Las palabras de Simón hicieron que el rostro ya pálido y demacrado de Violeta se volviera aún más sombrío al instante.
No lo esperaba, no se imaginaba que Simón supiera algo así.
Siempre había sabido que Simón era bueno con ella, en gran parte por la señora Rosales.
Ahora, al descubrir que ella no era la hija biológica de la señora Rosales e incluso que había causado la muerte de su verdadera hija, Simón, que ya no sentía nada por ella, seguramente no la ayudaría.
Pero, de cualquier manera, no quería quedarse allí ni un segundo más.
Así que, aunque sabía que no tenía esperanzas, insistió:
—¡No sabía nada de esto! Me enteré hace poco por el papá de Valentín. ¡No es mi culpa!
—¡En serio! ¡No es mi culpa!
—Además, si no es por el señor y la señora Rosales, piensa en el hecho de que una vez te salvé.
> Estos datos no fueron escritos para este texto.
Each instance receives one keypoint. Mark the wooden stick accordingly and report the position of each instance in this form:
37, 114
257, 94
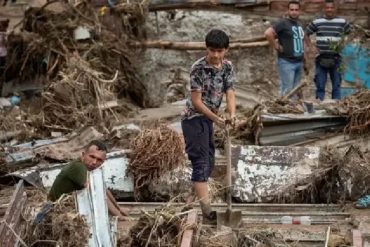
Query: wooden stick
162, 44
294, 90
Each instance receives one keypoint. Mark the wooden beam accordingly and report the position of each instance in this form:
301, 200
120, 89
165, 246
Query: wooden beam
162, 44
205, 4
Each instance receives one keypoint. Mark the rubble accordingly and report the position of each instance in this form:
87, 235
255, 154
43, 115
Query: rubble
79, 77
77, 68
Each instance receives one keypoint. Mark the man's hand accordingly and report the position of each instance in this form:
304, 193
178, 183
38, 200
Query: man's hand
278, 47
124, 211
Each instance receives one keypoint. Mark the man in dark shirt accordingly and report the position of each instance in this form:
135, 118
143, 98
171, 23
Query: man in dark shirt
289, 46
74, 177
329, 31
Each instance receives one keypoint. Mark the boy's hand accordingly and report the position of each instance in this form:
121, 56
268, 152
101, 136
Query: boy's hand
231, 121
220, 122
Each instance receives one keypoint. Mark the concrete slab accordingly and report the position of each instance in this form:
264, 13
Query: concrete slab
263, 173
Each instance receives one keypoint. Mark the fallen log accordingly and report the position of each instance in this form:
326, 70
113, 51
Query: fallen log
162, 44
294, 90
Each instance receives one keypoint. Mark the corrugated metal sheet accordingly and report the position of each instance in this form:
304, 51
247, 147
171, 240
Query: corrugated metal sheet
114, 172
92, 204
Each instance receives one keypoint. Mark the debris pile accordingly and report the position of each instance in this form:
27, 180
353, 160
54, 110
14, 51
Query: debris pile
355, 108
154, 152
163, 227
61, 226
84, 67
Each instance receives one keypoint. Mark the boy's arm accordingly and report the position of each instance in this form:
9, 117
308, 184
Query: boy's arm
230, 102
270, 35
196, 98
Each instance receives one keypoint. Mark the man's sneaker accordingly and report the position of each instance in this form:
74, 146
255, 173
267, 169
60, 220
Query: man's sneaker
363, 202
210, 219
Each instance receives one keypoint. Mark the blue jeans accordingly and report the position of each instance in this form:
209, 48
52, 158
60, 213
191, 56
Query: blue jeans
200, 146
321, 78
290, 75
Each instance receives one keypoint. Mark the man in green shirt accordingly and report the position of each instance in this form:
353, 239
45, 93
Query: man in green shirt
74, 177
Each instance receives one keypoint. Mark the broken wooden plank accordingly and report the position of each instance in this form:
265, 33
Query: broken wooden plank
162, 44
205, 4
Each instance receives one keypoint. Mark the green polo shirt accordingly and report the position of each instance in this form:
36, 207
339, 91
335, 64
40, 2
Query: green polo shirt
71, 178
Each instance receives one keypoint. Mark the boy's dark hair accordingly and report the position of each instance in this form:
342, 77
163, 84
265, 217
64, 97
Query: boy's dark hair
294, 2
217, 39
99, 144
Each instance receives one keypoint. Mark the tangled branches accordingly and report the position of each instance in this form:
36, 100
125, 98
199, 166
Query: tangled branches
163, 227
357, 109
78, 98
78, 76
155, 151
62, 226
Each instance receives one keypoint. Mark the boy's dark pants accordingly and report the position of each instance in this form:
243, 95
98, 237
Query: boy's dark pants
200, 147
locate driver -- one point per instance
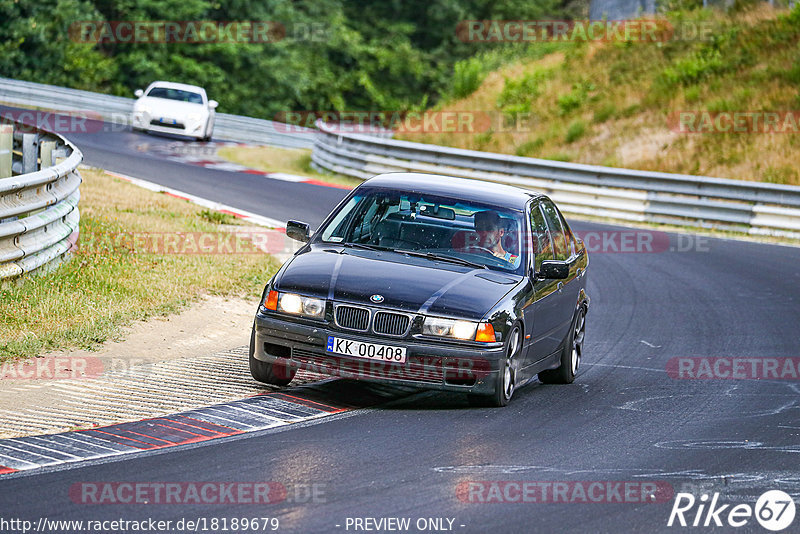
(491, 232)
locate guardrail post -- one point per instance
(46, 153)
(6, 147)
(29, 153)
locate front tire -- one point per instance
(506, 382)
(276, 374)
(570, 354)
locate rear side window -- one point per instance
(562, 252)
(542, 245)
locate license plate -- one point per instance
(368, 351)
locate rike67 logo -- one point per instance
(774, 510)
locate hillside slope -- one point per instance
(620, 103)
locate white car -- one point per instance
(174, 108)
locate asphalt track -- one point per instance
(624, 419)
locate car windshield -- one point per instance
(175, 94)
(441, 227)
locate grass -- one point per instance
(613, 101)
(286, 160)
(106, 286)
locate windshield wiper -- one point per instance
(443, 257)
(366, 246)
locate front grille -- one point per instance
(352, 317)
(177, 126)
(391, 324)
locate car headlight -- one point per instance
(435, 326)
(295, 304)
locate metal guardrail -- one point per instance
(623, 194)
(117, 110)
(39, 197)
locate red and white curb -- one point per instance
(253, 414)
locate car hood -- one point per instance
(416, 285)
(170, 108)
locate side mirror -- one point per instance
(553, 270)
(298, 231)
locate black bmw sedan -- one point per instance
(433, 281)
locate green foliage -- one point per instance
(573, 100)
(575, 131)
(336, 54)
(779, 175)
(530, 148)
(604, 112)
(517, 94)
(468, 74)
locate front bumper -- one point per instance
(429, 364)
(190, 129)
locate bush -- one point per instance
(468, 75)
(605, 112)
(517, 95)
(574, 99)
(575, 131)
(529, 148)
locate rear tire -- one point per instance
(570, 355)
(276, 374)
(506, 382)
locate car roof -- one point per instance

Simón, ayúdame esta última vez, ¿sí? La última vez.
—Te prometo que después de irme, nunca volveré a aparecer frente a ti o a Luz. ¡Te juro que estaré tan callada como si estuviera muerta!
Las palabras de Violeta eran sinceras. Si lograba escapar esta vez, realmente no volvería a aparecer frente a Simón y Luz. Viviría en las sombras, como si estuviera muerta.
Pero no importaba cuán sincera y desesperada estuviera.
Simón con firmeza le quitó la mano que lo agarraba del brazo, negándose a ayudarla.